Zinsversicherung für die Zukunft

Der zweite Baustein beim Wohn-Riester ist ein besonderes Darlehen, das von der Bundesanstalt für Finanzdienstleistungsaufsicht (BaFin) zertifiziert sein muss. Das kann ein Riester-Darlehen mit direkter Tilgung (Annuitätendarlehen) sein, das sich von einem gewöhnlichen Darlehen nur durch die Förderung unterscheidet. Eine weitere Möglichkeit ist der Kombikredit einer Bausparkasse, der aus einem Bausparvertrag und einem tilgungsfreien Darlehen besteht. Mit dem Darlehen finanziert die Baussparkasse die Bausparsumme vor, bis ein vereinbartes Mindestguthaben angespart und der Bausparvertrag zugeteilt wird. Dann erhält der Kunde sein Guthaben und das Bauspardarlehen. "Der Vorteil zu einem klassischen Banksparplan besteht darin, dass man die Möglichkeit hat, später ein zinsgünstiges Darlehen zu bekommen, dessen Zinssatz heute schon feststeht. Das ist also eine Zinsversicherung für die Zukunft", sagt Sahr.

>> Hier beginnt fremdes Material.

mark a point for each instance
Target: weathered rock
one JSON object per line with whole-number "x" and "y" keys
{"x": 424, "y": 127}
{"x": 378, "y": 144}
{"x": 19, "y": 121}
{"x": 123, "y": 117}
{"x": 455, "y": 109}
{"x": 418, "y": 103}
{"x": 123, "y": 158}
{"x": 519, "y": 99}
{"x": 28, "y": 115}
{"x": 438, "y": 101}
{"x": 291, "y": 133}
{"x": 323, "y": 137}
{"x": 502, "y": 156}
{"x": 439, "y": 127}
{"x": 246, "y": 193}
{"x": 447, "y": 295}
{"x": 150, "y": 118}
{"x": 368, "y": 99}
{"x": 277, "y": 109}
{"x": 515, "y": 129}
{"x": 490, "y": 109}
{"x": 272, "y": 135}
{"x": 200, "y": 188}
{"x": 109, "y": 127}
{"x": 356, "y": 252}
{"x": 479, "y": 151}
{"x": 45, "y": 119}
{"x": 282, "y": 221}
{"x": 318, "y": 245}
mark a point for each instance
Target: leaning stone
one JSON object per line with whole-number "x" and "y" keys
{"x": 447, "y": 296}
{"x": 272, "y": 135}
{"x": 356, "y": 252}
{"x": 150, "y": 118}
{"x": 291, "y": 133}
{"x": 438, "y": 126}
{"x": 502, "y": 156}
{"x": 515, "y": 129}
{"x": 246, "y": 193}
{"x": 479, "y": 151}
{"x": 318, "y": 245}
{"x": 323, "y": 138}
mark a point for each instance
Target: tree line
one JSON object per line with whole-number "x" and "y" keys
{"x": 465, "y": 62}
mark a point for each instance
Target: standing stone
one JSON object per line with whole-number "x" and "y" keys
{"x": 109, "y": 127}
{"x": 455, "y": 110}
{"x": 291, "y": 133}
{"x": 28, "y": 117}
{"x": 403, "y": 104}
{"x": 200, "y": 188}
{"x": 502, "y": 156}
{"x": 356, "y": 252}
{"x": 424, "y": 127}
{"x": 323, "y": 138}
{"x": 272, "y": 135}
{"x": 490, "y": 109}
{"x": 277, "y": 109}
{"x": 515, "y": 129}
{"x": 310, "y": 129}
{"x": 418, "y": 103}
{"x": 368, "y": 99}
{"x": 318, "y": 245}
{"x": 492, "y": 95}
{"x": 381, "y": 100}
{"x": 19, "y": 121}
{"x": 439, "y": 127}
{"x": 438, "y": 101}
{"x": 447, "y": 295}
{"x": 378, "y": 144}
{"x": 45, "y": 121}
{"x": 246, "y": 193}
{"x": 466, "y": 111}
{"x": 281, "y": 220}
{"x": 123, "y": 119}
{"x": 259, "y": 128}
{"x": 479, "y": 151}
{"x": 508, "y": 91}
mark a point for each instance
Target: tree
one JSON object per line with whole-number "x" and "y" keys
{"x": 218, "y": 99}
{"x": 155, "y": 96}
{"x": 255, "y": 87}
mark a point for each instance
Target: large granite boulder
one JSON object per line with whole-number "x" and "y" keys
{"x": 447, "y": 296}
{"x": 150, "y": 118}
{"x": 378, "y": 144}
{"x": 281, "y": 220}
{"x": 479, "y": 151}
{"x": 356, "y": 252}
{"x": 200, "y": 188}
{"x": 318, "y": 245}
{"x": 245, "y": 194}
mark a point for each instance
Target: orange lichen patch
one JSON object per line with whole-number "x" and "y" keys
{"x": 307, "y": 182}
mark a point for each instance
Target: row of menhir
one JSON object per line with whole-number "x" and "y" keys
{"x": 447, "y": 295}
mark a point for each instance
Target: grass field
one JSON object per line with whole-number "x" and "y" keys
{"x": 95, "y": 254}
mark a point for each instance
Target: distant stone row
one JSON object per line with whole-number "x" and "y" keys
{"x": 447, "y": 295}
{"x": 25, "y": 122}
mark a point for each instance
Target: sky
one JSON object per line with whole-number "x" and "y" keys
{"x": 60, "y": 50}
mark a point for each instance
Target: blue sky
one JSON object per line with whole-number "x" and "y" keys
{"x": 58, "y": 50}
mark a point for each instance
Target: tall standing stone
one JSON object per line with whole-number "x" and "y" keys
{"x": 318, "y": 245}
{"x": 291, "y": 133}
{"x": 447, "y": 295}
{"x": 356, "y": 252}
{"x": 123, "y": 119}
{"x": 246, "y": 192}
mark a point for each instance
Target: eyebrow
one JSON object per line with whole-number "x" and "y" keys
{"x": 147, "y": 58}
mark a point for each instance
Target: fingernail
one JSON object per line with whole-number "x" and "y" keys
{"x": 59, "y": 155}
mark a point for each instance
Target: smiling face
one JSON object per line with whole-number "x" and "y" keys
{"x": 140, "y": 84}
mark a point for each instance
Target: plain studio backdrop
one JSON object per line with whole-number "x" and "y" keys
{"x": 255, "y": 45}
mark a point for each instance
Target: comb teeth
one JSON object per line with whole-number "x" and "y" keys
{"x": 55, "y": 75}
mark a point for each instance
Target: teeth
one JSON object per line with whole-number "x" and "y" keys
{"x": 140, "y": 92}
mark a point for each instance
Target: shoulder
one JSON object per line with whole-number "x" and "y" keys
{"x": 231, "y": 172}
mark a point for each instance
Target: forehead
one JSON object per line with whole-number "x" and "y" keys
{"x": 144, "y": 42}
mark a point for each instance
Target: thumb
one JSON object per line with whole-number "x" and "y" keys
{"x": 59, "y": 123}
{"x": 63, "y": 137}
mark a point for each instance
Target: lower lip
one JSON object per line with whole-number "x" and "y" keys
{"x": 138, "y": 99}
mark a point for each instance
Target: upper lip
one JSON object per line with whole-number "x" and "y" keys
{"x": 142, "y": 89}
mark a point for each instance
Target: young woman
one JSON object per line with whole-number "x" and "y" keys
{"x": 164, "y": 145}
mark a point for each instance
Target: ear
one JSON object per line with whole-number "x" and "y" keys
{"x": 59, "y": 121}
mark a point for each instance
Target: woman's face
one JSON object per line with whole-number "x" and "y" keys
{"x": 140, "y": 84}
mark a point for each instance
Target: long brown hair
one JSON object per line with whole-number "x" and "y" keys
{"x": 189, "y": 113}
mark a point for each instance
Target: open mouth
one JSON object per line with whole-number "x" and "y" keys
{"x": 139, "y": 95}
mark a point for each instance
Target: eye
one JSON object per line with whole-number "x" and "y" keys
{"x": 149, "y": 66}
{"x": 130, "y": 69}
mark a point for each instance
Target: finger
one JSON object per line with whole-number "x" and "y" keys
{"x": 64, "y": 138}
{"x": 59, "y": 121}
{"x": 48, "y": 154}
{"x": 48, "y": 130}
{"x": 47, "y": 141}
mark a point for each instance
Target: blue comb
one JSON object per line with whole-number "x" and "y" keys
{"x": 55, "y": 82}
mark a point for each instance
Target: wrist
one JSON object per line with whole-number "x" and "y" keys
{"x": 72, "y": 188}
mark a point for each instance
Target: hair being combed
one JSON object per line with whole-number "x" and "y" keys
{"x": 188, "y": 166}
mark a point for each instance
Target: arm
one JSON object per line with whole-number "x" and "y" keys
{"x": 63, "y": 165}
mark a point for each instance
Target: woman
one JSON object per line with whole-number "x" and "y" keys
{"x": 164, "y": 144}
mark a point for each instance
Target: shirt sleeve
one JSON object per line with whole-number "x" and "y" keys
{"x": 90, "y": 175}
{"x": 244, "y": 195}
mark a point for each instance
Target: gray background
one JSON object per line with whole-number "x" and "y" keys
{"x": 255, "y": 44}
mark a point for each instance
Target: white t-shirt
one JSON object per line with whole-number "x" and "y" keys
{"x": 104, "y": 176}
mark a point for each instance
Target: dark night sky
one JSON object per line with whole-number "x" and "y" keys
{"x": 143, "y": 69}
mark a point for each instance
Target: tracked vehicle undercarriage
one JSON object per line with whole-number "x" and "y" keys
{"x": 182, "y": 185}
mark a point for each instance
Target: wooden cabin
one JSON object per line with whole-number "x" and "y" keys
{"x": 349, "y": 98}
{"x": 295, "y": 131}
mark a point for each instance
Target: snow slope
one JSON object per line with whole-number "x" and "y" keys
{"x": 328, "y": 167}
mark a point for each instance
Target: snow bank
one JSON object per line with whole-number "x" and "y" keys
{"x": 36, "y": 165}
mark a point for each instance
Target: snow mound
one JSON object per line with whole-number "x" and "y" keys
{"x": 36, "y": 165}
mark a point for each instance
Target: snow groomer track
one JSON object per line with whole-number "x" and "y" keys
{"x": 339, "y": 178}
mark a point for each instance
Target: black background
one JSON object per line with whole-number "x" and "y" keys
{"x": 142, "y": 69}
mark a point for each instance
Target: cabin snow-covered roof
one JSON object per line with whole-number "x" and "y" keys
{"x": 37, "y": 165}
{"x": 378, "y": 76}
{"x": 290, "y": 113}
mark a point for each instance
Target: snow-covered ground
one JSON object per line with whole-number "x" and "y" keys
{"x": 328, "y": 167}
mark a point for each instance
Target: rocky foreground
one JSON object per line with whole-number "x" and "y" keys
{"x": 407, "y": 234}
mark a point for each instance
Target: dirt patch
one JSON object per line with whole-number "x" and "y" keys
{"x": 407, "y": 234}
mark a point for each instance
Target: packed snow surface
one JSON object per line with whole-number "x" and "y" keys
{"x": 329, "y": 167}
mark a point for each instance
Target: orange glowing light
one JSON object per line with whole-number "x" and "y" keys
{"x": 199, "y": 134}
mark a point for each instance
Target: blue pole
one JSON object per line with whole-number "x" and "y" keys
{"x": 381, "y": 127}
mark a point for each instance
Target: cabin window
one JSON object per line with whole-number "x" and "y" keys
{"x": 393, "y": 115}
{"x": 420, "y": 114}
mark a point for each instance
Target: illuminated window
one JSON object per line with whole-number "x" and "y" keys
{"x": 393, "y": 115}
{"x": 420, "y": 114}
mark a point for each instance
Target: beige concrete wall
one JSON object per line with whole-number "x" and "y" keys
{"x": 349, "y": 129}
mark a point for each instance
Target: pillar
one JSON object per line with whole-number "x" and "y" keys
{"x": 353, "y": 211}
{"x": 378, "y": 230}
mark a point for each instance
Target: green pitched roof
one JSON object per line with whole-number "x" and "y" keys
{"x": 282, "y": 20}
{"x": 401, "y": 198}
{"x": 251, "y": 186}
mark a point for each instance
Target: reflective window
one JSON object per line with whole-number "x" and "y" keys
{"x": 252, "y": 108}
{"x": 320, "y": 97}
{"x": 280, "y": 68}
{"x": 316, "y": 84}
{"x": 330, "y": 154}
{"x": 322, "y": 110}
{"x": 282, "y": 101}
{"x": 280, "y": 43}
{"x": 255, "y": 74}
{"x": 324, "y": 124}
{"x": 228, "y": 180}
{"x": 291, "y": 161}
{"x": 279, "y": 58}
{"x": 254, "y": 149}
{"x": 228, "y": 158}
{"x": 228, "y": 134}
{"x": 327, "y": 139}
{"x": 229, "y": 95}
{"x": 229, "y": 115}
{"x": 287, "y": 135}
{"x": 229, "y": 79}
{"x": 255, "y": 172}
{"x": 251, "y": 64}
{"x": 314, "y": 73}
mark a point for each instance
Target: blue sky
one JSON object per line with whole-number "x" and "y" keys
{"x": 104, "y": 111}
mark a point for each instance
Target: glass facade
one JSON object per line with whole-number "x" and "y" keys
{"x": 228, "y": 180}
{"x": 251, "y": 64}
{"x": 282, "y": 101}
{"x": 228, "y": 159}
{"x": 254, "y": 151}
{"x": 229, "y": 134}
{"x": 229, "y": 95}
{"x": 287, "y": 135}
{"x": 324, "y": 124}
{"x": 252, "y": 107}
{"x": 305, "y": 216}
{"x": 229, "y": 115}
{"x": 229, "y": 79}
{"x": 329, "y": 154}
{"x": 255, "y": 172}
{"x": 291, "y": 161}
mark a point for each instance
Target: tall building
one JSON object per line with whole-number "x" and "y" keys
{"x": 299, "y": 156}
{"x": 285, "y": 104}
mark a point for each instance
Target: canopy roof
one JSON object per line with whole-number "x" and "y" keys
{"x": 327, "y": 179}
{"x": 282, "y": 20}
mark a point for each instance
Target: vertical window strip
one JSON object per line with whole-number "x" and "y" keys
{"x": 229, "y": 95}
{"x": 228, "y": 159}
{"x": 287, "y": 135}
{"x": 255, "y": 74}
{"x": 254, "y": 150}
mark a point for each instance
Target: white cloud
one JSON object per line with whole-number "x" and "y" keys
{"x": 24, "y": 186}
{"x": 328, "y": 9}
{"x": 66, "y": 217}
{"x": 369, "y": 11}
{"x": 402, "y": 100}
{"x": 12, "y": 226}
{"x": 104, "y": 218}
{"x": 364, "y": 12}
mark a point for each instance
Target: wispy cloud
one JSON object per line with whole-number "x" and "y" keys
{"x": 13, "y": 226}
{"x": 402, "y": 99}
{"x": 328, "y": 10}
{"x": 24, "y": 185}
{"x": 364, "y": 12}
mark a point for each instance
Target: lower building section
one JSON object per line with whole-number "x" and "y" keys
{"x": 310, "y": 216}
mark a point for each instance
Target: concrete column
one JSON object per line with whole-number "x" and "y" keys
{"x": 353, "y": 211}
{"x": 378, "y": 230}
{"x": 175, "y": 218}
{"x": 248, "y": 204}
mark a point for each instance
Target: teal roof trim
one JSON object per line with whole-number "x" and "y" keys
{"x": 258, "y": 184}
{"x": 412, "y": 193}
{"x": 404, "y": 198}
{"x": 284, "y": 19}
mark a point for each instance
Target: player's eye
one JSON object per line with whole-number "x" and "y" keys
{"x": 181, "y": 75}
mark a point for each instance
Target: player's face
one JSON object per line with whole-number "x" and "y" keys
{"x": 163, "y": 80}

Beste Konditionen der Bausparkassen

Aktuell sind die Bauzinsen äußerst günstig. Geförderte Riester-Darlehen gibt es bei Kreditinstituten jedoch nur selten zu Top-Konditionen, wie eine aktuelle Marktuntersuchung des Magazins "Ökotest" zeigt. Zwar bieten 22 der 70 untersuchten Banken und Vermittler auch die Eigenheim-Finanzierung mit Riester-Förderung an. Hinter den Offerten verbergen sich jedoch fast ausschließlich drei Institute, und in allen untersuchten Modellfällen liegen die Zinsen lediglich im Marktdurchschnitt. Einzige Ausnahme sind die Kombikredite der Bausparkassen. Hier ermittelten die Tester beim besten Anbieter einen Gesamt-Effektivzins von nur 4,06 Prozent bei einer Gesamtlaufzeit von rund 22 Jahren.

Wohn-Riester bislang ein Flop

Trotz attraktiver Förderung ist Wohn-Riester nach Einschätzung der Verbraucherzentrale Bremen bislang ein Flop. Zwar wurden bei den Bausparkassen im vergangenen Jahr rund 340.000 Verträge abgeschlossen, dabei handele es sich aber zu 95 Prozent um reine Sparverträge, sagt Finanzexperte Arno Gottschalk. Zudem gebe es nur wenige Anbieter von Riester-Darlehen. Ein Grund dafür sei, dass die Unternehmen offenbar nicht bereit seien, ihre Berater entsprechend fortzubilden. Dabei eröffne Wohn-Riester den Kunden eine sehr attraktive Nutzung der staatlichen Zulagen. "Die Frage ist, warum das nicht öfter geschieht", sagte Gottschalk.